Another way to immerse your players is character voices. Not everyone will do these, not everyone can. They are definitely not needed, this is not Critical Role or The Adventure Zone. Every table is different. As someone with verbal dyspraxia, I get it. However it does make some characters more memorable. Also adding to my last point – if you have a character who has an Irish accent, or if they talk like they are trying to say everything in one breath causing their voice to get higher and higher write that down in your personal notes. 

Sometimes patience is needed. Sometimes, you will have players who will zone out during the game due to how their brains are, or maybe it’s difficult for them to be concentrating on the game right there due to personal reasons. You’re going to have players who are fast and will point out a solution you had not anticipated for. There will be disagreements at the table – people can’t get along all the time. Additionally, unless a prerequisite has said otherwise, you will most likely be seen as the de facto leader of however big your table is. They will treat you as such and it sucks. 

Another piece of advice: never tell your player no outright. If they have an idea that doesn’t quite fit then workshop it with them. Try your hardest to compromise. Work with your player to understand what they want to achieve and see if you can work with them and the rules to try and find an alternative. My one player desperately wanted multiple animals throughout the campaign. We eventually agreed that it made sense for her to have an affinity for animals and that she could have a pocket zoo but she could only have one animal out at a time or the magic breaks and they all escape and wander off. 
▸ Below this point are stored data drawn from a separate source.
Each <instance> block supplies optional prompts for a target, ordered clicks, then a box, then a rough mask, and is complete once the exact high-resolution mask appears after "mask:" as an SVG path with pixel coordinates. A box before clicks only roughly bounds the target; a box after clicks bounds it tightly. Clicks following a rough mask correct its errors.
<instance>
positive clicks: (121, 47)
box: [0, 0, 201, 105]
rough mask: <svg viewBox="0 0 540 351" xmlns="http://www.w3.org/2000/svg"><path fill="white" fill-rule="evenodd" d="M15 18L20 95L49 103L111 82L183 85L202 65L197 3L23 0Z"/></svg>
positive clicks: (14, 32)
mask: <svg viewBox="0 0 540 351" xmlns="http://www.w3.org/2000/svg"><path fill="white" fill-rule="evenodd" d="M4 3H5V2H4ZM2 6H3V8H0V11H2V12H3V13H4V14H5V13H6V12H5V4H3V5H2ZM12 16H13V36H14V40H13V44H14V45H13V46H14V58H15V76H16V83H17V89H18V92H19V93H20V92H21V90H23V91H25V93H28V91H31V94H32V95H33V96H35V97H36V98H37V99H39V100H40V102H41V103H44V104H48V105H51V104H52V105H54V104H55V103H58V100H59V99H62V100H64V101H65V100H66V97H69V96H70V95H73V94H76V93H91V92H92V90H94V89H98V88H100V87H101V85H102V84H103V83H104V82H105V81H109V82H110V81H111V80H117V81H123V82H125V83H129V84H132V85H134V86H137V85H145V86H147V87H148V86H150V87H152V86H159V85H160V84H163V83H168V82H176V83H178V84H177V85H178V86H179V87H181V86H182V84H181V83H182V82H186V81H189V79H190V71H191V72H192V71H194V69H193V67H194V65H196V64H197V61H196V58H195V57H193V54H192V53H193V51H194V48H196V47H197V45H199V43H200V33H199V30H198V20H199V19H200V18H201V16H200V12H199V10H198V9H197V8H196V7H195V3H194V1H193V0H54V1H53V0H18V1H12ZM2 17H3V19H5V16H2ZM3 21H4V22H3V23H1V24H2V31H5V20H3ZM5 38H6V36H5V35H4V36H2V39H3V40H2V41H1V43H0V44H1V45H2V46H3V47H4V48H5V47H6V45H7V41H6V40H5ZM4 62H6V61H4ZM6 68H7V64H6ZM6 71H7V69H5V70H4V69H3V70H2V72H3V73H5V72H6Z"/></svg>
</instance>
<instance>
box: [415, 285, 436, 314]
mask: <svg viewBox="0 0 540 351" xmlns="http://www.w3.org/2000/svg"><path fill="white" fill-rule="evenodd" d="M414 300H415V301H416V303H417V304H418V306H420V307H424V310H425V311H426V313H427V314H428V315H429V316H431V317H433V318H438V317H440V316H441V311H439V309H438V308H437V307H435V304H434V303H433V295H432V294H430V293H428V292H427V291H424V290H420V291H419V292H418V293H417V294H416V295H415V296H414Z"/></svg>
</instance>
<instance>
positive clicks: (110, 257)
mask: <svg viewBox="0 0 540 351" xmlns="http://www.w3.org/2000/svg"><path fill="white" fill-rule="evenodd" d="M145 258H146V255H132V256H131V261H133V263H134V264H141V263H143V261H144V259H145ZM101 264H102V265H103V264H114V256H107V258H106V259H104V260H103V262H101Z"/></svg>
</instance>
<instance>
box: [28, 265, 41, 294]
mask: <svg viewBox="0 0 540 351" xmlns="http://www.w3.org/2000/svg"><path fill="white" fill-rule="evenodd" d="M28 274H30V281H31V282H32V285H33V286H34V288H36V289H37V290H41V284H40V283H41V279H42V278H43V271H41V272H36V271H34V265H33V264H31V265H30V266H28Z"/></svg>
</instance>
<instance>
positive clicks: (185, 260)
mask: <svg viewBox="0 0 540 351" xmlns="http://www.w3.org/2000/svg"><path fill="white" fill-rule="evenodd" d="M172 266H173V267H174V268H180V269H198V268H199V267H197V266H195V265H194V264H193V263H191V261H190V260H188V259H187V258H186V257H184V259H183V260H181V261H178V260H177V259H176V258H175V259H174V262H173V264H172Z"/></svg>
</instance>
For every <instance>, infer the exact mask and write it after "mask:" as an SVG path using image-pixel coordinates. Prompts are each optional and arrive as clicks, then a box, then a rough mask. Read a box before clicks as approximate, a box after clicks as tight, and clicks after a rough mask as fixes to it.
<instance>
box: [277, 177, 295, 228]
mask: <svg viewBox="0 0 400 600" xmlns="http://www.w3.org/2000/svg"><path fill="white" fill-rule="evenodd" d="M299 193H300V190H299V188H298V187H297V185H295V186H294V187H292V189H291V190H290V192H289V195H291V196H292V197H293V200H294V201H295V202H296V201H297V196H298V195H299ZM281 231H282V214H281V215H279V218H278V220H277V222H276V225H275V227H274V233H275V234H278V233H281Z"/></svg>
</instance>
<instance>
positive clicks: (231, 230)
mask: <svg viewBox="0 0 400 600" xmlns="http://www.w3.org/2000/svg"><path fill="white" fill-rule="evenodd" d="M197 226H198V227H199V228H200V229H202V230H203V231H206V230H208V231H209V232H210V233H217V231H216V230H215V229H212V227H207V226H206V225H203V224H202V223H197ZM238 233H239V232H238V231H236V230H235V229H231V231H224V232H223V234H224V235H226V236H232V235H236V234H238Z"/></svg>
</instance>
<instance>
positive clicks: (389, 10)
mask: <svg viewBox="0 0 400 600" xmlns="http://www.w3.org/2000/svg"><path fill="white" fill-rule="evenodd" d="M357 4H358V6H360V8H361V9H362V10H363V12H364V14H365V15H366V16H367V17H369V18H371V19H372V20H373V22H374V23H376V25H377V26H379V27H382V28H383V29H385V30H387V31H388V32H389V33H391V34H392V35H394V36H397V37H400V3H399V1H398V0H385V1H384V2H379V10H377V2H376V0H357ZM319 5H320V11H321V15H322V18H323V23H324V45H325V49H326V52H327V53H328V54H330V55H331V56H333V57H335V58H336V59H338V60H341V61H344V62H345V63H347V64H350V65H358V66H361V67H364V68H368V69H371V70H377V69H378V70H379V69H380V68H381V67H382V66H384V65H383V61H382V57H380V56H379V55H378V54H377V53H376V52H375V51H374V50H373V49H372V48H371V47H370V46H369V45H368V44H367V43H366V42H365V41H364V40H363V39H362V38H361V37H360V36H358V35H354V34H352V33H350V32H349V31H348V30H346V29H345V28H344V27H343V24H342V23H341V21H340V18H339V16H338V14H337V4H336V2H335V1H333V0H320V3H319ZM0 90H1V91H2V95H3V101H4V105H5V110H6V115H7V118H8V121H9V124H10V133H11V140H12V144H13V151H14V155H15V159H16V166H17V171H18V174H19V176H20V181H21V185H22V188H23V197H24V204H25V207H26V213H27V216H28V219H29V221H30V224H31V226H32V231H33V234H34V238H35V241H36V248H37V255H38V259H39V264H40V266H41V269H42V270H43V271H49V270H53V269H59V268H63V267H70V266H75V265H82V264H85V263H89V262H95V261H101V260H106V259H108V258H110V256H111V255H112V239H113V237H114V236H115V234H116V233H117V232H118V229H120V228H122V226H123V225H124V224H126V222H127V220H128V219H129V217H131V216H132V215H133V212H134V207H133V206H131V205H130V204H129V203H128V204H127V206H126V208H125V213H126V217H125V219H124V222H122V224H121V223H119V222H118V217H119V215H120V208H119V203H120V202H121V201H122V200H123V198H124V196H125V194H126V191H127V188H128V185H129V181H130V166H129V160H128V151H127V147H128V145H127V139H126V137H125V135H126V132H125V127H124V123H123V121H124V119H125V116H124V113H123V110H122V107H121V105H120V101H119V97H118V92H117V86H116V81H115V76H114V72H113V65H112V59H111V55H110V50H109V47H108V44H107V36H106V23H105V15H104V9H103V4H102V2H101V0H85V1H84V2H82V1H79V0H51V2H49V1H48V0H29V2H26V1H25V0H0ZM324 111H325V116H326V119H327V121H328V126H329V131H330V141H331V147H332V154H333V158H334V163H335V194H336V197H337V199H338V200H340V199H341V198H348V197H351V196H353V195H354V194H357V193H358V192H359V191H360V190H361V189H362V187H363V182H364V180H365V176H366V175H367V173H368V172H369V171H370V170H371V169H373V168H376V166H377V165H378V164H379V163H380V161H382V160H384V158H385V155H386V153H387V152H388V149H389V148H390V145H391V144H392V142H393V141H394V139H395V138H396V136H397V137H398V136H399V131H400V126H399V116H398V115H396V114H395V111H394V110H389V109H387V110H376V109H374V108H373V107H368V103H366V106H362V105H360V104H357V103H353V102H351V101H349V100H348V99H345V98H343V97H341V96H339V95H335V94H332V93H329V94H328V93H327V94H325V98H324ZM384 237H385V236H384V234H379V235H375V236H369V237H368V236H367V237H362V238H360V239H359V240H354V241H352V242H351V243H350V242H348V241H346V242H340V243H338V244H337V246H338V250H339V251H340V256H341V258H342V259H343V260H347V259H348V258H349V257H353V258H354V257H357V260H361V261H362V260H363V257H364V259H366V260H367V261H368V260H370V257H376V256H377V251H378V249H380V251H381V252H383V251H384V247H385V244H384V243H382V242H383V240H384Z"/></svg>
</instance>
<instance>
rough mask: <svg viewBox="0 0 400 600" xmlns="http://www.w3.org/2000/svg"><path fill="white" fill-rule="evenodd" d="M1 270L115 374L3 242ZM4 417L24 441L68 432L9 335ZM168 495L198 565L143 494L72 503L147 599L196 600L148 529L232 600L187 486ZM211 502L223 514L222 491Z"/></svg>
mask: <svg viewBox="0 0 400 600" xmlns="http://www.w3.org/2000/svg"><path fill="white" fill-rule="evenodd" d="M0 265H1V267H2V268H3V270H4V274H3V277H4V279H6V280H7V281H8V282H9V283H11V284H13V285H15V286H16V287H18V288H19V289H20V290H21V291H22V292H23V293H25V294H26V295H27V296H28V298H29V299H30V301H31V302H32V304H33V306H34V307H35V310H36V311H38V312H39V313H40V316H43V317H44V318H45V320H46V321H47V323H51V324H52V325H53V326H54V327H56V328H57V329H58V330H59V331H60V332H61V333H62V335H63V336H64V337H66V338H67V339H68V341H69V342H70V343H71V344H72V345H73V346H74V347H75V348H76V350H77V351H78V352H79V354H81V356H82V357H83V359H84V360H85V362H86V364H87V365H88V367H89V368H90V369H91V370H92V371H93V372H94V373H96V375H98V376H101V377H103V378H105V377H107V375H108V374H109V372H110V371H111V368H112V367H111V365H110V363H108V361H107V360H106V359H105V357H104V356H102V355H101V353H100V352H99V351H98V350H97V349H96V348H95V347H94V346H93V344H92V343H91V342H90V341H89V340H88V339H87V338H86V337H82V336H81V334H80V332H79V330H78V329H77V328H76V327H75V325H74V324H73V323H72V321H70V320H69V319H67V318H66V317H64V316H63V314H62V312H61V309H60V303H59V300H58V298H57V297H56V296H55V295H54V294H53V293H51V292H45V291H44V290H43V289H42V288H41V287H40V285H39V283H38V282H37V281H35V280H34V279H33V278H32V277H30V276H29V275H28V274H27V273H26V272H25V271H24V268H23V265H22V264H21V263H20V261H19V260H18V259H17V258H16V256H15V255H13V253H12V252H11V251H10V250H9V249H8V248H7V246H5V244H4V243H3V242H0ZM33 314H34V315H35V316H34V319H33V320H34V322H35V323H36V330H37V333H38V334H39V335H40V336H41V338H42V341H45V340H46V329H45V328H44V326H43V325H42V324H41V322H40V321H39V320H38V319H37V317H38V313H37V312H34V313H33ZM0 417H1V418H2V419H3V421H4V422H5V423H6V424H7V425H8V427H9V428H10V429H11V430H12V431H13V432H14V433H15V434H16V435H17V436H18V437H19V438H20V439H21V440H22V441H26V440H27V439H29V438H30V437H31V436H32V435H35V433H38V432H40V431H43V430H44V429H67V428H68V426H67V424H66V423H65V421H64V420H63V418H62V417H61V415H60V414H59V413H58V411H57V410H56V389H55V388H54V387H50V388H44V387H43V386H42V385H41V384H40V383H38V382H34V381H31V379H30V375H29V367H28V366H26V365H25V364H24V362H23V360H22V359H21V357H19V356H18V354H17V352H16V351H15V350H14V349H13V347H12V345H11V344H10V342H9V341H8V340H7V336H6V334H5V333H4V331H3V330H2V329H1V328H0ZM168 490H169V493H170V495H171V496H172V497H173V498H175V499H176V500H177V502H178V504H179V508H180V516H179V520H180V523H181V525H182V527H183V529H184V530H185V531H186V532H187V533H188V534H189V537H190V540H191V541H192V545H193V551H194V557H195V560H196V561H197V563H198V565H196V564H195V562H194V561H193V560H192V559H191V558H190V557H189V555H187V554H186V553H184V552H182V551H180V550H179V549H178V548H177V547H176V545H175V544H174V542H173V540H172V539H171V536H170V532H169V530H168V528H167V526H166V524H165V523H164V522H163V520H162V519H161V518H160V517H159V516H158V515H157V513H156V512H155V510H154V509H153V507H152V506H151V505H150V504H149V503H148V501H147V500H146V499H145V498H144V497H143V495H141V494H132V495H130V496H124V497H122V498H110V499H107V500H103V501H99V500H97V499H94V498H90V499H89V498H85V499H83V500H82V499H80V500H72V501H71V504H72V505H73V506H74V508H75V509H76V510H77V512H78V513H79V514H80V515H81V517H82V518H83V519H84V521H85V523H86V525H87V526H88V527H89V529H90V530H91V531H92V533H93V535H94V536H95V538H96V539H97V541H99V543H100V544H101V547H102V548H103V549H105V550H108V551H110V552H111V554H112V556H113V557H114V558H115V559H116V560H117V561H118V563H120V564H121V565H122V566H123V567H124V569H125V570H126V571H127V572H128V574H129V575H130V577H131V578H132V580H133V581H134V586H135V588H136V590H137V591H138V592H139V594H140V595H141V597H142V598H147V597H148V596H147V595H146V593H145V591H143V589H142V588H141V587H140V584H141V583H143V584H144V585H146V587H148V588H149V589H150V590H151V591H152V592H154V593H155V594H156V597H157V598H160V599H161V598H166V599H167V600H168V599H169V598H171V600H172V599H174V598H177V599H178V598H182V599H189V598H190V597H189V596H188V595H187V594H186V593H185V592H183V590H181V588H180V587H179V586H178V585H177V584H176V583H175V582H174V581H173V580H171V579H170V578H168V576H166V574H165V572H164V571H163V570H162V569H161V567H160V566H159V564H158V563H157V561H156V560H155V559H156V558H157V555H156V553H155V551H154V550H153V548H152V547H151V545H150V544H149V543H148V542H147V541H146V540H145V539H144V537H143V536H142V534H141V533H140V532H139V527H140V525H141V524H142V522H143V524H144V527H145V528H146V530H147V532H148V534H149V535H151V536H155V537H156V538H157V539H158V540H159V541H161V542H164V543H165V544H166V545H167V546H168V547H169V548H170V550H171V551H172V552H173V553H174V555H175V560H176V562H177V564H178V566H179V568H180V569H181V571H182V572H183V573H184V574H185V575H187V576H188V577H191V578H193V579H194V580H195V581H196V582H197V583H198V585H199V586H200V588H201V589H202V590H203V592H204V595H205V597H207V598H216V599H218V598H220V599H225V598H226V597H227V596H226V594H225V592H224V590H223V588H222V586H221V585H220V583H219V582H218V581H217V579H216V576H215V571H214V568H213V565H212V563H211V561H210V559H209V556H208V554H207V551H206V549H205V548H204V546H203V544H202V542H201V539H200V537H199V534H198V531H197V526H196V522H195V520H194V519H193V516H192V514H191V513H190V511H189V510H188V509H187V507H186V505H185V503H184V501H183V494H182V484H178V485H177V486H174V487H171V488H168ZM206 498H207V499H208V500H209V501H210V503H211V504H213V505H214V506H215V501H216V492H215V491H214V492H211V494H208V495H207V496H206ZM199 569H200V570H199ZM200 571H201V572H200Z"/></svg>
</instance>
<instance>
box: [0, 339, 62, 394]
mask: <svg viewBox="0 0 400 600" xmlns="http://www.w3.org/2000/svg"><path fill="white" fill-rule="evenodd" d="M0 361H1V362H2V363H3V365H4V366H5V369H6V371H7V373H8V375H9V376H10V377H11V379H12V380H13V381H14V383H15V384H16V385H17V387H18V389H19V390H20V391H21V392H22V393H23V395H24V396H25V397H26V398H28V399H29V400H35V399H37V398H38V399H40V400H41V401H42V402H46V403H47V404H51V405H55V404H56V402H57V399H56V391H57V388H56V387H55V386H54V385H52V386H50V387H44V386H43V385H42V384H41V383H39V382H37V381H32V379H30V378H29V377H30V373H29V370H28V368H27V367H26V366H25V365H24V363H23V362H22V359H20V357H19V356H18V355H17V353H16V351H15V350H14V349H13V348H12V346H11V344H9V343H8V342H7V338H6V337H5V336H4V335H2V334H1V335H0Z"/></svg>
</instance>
However, sometimes it’s not you. Sometimes there are bad players. Perhaps they undermine your authority or upset the party. They don’t take your party for granted. Sometimes, and it sucks, because it could be a dear dear friend but cut your losses. That isn’t saying throw them out into the cold; find an amicable way to either explain your decision or break from them in away that will not cause strife with you and the friend. 

Biggest rule:

HAVE FUN – seriously this isn’t a job, you’re meant to be doing this for fun.